We don’t need your infatuation
Preachers, leave the kids alone!
You and I, we’re done.
I’m tired of persecution complexes and patronizing smiles. I’m tired of the meaningless that comes with “I love you”. I”m tired of creative ways of walking around the truth, of people who know 10,000 different ways to wield scripture to say the equivalent of “Fuck you” to others. I’m tired of the worship of a you that looks exactly like these people. I want to believe in a better god. But you’re all that’s in my head, and I can’t live with you. So I’m done with it all.
One guy had the strange idea to apologize on your behalf and sent this response
As a Christian, I apologize. For the pain you experienced. The abuse you survived. The cover ups you endured. And most of all, I apologize that no one said anything. Because, as a Christian, it is our DUTY. I am angry that your family parades as Christians. It sounds more, to me (though I’m not the ultimate judge), that they use Christ to justify selfish ambition. They do not have the heart of Christ.
I grew up in a silent church. A finger pointing church. And I know there were moments they SAW what was happening, the decay that filled the children’s hearts. And no one stood up. No one asked questions. Everyone looked away and stuck to the code of silence. One year ago I made a vow. I will NEVER be a part of that silence. Never again, as far as my arms can reach, will I allow such atrocities. I will stand up for those whose emotional legs have been broken. I will be a part of healing, to the best of my abilities. Though I may fail and fall short, I will do my darndest to advocate for those who cannot speak, will love those who have been cast aside, and will not allow silence to shipwreck anyone else. Because my generation were children of silence. My brother is a child of silence. And his sobbing drunk dials break my heart in ways that’ll never mend. And I will never allow that to happen to anyone else if I can help it.

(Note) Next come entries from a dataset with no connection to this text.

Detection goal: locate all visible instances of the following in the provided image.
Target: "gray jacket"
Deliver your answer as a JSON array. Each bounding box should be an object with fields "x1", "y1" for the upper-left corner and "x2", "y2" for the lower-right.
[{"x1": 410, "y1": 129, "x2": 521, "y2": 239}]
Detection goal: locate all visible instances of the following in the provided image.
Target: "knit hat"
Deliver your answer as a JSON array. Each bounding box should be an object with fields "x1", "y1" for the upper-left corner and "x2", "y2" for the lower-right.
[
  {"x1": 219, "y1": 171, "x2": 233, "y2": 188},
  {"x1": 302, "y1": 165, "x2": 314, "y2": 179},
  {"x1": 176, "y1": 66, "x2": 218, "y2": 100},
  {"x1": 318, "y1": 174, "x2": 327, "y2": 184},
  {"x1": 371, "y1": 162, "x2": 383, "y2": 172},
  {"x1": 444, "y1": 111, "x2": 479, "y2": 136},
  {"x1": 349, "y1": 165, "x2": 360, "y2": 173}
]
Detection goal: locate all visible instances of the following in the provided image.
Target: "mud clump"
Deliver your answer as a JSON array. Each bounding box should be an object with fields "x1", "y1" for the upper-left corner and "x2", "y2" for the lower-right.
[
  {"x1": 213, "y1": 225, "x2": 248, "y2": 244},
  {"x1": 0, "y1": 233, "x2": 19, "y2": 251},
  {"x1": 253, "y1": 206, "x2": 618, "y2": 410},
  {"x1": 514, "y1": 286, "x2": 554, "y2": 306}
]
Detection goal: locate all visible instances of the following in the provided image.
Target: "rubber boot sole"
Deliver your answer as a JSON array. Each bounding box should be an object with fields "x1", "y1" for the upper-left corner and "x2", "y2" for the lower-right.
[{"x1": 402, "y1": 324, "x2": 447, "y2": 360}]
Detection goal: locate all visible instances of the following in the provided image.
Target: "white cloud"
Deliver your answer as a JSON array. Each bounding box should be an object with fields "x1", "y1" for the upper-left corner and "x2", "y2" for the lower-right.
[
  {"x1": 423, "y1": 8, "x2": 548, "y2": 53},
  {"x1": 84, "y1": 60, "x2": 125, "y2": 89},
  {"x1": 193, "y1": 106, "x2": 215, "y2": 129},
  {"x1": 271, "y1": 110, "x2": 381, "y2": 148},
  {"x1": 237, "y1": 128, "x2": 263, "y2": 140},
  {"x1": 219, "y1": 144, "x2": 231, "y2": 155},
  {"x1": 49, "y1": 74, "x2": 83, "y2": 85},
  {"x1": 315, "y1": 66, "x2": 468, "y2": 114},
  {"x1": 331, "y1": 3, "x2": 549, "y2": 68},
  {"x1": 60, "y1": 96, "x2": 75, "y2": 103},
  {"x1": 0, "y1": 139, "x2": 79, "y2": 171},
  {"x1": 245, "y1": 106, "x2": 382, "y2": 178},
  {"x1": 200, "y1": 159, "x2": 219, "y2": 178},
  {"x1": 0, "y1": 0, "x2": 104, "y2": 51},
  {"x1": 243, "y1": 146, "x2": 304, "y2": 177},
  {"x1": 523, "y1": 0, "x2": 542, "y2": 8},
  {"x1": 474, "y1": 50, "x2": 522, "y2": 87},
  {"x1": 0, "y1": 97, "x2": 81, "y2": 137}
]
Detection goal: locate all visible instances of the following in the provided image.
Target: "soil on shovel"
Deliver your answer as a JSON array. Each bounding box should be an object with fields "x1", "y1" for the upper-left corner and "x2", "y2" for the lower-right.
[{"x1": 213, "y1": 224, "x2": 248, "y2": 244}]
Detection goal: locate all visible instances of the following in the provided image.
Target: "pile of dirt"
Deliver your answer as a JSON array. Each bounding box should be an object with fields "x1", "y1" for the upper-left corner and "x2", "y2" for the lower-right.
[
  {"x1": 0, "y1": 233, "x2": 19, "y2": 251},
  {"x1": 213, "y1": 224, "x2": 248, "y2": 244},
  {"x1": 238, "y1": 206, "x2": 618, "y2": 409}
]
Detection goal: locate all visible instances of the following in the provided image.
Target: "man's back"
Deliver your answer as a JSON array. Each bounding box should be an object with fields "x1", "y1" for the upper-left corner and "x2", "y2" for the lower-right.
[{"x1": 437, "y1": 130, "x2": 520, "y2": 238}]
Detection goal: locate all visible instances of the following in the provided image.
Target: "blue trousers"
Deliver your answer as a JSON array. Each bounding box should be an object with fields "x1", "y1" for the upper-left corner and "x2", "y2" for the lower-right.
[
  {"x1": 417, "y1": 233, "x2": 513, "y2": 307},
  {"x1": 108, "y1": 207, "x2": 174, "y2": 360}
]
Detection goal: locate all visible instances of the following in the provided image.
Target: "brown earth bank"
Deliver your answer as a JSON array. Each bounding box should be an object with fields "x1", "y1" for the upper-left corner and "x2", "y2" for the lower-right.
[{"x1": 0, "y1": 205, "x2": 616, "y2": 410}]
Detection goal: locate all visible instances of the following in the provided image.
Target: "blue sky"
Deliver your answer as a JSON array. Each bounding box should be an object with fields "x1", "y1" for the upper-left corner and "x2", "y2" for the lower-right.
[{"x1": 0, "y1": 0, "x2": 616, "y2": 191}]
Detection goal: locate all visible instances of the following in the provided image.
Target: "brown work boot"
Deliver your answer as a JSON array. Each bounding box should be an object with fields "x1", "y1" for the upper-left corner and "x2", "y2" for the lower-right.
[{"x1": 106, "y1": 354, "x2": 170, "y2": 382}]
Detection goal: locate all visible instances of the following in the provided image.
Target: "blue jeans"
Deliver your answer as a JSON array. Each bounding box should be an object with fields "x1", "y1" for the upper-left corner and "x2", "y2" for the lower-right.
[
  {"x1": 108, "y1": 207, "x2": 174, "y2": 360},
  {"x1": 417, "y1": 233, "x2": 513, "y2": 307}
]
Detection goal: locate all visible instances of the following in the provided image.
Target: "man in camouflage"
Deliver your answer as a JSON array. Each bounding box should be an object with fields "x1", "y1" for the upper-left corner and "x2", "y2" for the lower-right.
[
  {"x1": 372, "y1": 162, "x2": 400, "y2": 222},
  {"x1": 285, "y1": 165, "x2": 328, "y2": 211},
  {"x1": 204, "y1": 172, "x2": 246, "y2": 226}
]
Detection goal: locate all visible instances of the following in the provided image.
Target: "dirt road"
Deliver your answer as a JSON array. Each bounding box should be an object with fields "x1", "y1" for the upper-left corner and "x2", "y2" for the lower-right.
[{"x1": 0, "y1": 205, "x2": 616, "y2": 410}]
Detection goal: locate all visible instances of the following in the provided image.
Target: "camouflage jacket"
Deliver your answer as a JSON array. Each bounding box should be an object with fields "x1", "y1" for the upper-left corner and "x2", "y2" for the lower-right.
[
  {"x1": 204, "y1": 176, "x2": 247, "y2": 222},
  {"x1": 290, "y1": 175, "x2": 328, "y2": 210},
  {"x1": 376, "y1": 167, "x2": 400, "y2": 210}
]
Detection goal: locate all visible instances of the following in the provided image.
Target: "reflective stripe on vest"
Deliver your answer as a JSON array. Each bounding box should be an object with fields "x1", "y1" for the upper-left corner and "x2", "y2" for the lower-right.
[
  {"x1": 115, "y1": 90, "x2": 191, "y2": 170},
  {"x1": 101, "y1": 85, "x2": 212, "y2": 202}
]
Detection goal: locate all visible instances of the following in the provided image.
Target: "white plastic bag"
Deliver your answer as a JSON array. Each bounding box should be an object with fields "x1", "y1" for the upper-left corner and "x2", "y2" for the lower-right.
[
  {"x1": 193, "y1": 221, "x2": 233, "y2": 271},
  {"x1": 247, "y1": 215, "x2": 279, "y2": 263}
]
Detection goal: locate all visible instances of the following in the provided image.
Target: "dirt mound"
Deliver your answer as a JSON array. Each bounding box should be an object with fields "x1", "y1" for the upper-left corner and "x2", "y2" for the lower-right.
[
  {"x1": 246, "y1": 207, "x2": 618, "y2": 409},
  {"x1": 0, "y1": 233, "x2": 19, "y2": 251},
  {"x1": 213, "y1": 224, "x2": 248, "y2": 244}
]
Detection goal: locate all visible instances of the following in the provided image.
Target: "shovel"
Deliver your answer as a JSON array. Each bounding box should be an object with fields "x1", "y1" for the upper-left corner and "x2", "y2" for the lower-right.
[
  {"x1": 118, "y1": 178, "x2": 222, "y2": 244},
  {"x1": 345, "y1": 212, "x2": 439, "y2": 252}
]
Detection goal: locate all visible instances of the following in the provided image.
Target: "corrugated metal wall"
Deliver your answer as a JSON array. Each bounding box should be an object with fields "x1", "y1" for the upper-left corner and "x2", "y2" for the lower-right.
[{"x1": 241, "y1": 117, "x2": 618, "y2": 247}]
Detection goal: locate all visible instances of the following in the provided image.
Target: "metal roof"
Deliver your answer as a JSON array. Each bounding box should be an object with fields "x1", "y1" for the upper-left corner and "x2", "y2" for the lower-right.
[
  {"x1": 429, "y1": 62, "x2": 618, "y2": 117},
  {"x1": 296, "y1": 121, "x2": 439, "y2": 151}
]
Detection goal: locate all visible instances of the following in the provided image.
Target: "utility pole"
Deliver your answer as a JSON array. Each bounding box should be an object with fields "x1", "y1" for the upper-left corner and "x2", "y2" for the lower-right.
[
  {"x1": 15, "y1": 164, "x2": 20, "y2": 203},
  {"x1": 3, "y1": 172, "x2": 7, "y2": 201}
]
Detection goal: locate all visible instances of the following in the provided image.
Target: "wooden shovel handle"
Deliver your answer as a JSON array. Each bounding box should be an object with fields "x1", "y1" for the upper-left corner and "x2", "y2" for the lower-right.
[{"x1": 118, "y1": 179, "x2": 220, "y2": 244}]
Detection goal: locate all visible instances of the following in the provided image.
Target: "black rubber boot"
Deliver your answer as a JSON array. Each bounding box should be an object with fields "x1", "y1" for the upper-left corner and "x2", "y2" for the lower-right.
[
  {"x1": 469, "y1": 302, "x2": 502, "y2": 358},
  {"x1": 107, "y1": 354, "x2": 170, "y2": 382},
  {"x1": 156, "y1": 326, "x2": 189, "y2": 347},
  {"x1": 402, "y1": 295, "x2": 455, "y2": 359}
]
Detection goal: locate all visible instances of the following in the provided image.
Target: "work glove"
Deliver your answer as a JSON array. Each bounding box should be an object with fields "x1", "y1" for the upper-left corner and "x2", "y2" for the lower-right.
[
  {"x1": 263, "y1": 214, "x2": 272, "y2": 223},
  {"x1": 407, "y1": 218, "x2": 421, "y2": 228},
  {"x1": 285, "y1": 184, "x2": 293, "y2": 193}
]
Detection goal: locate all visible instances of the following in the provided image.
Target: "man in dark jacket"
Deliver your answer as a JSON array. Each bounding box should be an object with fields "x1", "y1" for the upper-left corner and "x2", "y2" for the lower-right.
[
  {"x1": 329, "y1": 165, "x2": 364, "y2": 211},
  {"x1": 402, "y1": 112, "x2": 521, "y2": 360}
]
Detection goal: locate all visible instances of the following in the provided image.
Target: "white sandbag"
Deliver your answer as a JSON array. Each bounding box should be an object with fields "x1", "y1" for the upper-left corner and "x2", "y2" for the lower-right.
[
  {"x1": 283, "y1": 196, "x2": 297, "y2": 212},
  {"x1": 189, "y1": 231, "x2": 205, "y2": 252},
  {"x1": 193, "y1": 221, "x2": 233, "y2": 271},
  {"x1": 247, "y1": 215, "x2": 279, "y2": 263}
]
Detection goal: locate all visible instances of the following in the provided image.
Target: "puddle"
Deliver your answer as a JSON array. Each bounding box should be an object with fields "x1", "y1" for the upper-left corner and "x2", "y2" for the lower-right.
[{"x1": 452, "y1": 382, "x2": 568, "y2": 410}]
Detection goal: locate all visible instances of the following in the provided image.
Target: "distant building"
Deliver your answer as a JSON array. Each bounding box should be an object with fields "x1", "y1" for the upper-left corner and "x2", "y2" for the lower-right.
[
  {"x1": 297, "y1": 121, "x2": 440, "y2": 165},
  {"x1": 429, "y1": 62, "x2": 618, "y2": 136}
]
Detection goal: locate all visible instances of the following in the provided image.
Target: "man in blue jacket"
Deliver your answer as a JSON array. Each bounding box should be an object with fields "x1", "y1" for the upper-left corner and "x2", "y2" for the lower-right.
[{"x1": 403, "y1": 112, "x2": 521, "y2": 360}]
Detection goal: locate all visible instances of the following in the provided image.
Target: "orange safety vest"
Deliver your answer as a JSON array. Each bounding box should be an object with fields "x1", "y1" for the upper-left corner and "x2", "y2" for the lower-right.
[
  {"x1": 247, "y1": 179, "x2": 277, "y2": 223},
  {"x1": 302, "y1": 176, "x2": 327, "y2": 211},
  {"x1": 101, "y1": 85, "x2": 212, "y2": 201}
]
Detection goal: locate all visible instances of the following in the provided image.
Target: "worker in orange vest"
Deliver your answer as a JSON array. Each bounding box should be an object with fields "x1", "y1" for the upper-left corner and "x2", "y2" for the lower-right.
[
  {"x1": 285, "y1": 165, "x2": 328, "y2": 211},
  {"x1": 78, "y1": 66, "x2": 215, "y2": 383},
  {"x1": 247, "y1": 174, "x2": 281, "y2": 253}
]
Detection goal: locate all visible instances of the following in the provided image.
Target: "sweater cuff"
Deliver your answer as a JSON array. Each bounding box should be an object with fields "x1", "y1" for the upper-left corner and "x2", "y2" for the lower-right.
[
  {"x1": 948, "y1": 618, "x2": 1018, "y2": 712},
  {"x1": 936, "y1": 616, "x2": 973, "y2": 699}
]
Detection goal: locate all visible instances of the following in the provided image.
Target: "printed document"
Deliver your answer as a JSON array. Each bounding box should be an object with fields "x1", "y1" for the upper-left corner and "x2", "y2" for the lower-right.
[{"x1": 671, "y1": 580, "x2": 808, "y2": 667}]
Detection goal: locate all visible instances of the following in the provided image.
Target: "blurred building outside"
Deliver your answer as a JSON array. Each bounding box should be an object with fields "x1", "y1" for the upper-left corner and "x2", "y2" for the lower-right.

You may wonder what the heck was THAT?
How does this fit with the serious stuff from above?
Well, this could shed some light:
When I reach down, I don’t get Jewish chants. I don’t get the Mendelssohn Concerto for Violin, either. And I don’t get Janis Joplin (she’s too close to the surface). What I get, Gospel hymnody, is hardly the stuff of great music. But it’s the music my mother played on the piano when I was in utero.
or maybe this
When I reach down into my subconscious, I find a great deal of stuff my grown-up self would rather not find. Among the Bible readings from which one may choose for the Burial Rite of the Book of Common Prayer of the Episcopal church is one from St. Paul’s epistle to the Romans. It says we are children of God, but we suffer in order to be glorified. I’m basically over the need to suffer that’s down there in my subconscious. I’m not sure about the future glory, so I don’t think I want the suffering.
The kicker to all of this is the ending, lofty prose worthy of Shakespeare.
For I am convinced that neither death, nor life, nor angels, nor rulers, nor things present, nor things to come, nor powers, nor height, nor depth, nor anything else in all creation, will be able to separate us from the love of God in Christ Jesus our Lord (Romans 8:38-39, NRSV).
When I reach down into my subconscious, those words are there. I have no idea how many times I’ve heard my father read them. More than many. You can’t listen to your father read words like those over and over from the time you are born and not find them when you reach down into your subconscious.
Read the disclaimer now if you didn’t get it in the first place:
This is one of those days when I would have to argue brilliantly to prove to my atheist friends this is not about religion. Get over it. This is about me, not about religion.